メカニックの斎藤に一通りの説明を受けてからは、使い勝手のよいニュースーツを気に入っていた。
―ただ、問題は…。
「バニーちゃん、なんだよな…」
なんせ最悪だったもんな、と虎徹は最初の二人の出会いを思い出し、頭を抱えた。
『あなたはもう時代遅れなんですよ、オジサン』
犯人を確保するどころかお姫様抱っこで助けられ、逆に説教される始末。
それも、まだデビュー前の新人の若造にだ。
情けないったらありゃしない。
おまけにその後も彼には言いたい放題言われている気がする。
そう、例えば…。
『僕はあなたを信じていません』
(普通、本人を目の前にして言うかねぇ…)
『本当はあなたとコンビなんて組みたくなかった…でも会社命令なので』
さすがにそうまで言われた時は頭に血が上りかけた。
「俺もだよ」という言葉をかろうじて飲み込んだものの、こんな奴とコンビなんて組めるのか?と疑問に思ったものだ。

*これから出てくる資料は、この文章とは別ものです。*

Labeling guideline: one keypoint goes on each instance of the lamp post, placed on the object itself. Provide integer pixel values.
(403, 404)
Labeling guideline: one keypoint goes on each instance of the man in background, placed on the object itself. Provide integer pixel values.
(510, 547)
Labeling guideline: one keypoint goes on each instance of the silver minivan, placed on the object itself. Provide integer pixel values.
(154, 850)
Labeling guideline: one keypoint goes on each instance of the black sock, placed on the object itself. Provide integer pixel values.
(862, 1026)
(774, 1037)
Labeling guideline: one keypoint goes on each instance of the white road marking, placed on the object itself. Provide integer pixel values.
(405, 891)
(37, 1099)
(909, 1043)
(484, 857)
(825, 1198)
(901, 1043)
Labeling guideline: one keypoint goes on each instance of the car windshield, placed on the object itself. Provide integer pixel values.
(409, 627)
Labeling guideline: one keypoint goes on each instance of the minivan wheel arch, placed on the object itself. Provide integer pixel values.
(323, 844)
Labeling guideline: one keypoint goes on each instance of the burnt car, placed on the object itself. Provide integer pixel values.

「…ったく、年上で先輩の俺を『オジサン』呼ばわりだもんなあ。こっちこそ、コンビなんて願い下げだっつーの」
悪態をつくと、虎徹はパソコンの電源を切り立ち上がった。
バーナビーは取材、経理の女史は外出中で一人きりのオフィスは静かなものだ。
自販機でコーヒーでも買ってくるかと虎徹が歩き出した時、ちょうど取材から戻ってきたバーナビーと部屋の入り口で鉢合わせになった。
「あ…」
なんというタイミング。
舌打ちしたくなるほどの間の悪さに、思わず眉間に皺が寄る。
そんな虎徹を一瞥したバーナビーはニコリともせずにこう言った。
「またサボりですか?」
「……」
ロイズからは、年上の自分が年若い後輩を引っ張ってゆくよう言われている。
だが…と心の葛藤を繰り返し、虎徹はようやく腹をくくった。
どうせここでヒーローを続ける限り、バーナビーとコンビを組むことになる。
(…なら、ここは大人である自分が彼に歩み寄るしかないか)
「あ、あのさ、バニー。俺達コンビなんだし、互いの携帯番号くらいは交換しとかないか?」
突然の申し出に、バーナビーは露骨に嫌な顔をした。
「は?急に何を言い出すかと思ったら…そういうことでしたらお断りします」
「え?」
「まず、今のあなたの言葉、僕の質問の答えになってませんよ」
「…いや、だからさ」
「だいたい緊急時ならPDAで連絡取ればいいでしょう」
「そうかもしんねえけど…」
「はっきり言わせてもらえば、僕はあなたとはプライベートな関わりを持ちたくありませんので」
「…!」
取り付く島もなくそう言われ、虎徹はその場に呆然と立ち尽くした。
では、とすれ違いかけたバーナビーが振り返る。
「それとあと一つ」
「…なんだよ?」
「僕はバニーじゃありません」
完璧なまでの拒絶にさすがの虎徹も何も言い返せなかった。
「っだ!」
―こんなんで、この先うまくやってけんのか?
一抹の不安を抱えながら、虎徹もまたバーナビーに背を向け、部屋を出た。